I can only imagine that the genesis of Mellow Down Easy, like most things, has something to do with ZZ Top. I think the lyric from everyone’s favorite bearded Texans (Walker Texas Ranger excluded, of course) goes something like, “Mellow down easy when you really wanna blow your top.”

On Cosmisutra, Mellow Down Easy falls victim to the best worst advice you could give preceding a few sly nonsense syllables. A-Haw Haw Haw Haw.

Mellow Down Easy seems to have at least two really strong personalities. I’m not sure who to credit with what (there weren’t any detailed credits in the liner notes) so I’ll go with a Seussism and call them Thing One and Thing Two.

Let me say first that these three guys are undeniably talented, and they deserve credit as dynamite players and accomplished songwriters. And talent plus strong vision would logically add up to a great record, right?
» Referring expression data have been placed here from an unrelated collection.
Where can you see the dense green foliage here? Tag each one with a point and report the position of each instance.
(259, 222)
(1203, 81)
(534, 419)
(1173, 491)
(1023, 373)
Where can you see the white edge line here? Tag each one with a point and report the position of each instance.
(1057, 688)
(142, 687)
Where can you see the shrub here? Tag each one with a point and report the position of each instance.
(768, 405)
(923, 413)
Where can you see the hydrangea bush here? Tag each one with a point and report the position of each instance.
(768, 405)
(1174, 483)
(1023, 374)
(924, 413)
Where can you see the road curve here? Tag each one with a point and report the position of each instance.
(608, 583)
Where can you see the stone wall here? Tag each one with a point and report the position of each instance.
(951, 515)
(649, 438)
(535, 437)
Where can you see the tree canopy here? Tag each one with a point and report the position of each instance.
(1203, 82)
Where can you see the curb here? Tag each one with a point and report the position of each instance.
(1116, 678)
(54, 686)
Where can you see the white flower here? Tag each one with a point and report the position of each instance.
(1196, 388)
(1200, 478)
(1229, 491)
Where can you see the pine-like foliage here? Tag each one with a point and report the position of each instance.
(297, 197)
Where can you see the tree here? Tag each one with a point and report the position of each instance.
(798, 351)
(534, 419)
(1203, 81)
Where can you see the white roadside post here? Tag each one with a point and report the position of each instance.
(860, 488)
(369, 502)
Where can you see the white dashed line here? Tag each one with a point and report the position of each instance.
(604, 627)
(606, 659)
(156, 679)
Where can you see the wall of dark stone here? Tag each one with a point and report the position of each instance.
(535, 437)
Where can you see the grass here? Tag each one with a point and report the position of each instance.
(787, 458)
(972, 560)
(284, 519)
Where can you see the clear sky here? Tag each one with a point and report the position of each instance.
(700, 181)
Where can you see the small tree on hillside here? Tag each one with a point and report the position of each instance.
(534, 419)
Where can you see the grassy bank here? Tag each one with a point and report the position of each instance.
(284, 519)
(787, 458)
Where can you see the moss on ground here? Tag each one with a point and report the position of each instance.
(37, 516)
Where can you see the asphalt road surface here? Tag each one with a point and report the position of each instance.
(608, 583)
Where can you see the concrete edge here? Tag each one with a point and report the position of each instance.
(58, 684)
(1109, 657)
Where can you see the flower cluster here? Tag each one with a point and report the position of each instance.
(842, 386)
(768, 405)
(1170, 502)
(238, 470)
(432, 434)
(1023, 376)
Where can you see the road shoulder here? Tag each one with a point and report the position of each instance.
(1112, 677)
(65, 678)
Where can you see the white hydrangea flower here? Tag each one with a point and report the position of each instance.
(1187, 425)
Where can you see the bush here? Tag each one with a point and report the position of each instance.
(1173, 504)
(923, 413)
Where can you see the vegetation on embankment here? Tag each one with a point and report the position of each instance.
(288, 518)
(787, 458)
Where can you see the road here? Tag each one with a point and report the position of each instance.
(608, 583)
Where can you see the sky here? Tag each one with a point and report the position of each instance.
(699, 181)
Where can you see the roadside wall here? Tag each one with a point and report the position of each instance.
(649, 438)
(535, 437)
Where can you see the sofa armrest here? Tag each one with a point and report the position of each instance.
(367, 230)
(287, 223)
If Mellow Down Easy could all get on the same page, then . . . yes.

However, the result is what happens to a lot of bands with diverse influences and stylistic sensibilities. Instead of a melting pot, you get a buffet; rather than a novel mix and meld of related genre and influence, you get a jukebox. The disconnect is intensified by lead vocals being shared, but never on the same song. I like jukeboxes, and both Andrew Adkins and Daryl Dasher have the chops to sing as good as they play.

So back to Dr. Seuss. The Thing One songs conjure a jive-talkin’ garage preacher from the streets of Detroit and Memphis . . . um . . . simultaneously. That’s right, funk=bye bye to the space-time continuum (see James Brown). The MC5 element is a little phoned-in, but it’s there in spirit, an all around tour-de-filth of low down and dirty gyration.
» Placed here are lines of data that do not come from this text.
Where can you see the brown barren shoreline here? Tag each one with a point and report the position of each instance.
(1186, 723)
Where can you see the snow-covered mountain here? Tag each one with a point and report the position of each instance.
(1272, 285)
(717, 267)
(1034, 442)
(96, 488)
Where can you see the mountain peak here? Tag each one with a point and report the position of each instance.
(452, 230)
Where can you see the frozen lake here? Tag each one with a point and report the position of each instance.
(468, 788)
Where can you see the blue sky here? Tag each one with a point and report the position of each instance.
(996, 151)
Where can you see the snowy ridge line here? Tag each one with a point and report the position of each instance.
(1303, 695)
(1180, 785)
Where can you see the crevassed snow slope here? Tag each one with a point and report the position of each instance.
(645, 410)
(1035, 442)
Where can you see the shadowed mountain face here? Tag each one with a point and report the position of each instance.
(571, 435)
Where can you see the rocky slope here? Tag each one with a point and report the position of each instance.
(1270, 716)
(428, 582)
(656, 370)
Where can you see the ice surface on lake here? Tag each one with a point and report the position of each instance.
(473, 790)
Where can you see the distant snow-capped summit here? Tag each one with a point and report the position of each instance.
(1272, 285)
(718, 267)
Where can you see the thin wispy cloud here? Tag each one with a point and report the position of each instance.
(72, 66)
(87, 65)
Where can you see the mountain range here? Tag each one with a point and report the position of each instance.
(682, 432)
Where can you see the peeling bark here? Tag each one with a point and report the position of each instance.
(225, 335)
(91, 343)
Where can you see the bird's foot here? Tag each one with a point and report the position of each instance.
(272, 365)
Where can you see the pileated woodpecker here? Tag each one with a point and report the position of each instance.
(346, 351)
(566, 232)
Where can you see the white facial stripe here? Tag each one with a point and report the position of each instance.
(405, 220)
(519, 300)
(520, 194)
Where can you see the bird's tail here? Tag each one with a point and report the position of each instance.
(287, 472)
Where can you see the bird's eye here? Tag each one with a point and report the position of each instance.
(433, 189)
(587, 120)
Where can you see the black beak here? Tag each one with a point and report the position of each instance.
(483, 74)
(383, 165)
The Thing Two songs represent down-tempo mournful murder balladry meets Marshall Tucker Band. The delivery is the kind of soulful dead-pan mountain angst that conjures Luke the Drifter and the Handsome Family. Can we jump, jive and wail? Mellow Down Easy does all three to varying degrees of success, but the tension between the two keeps them from ever really “blowing their top.”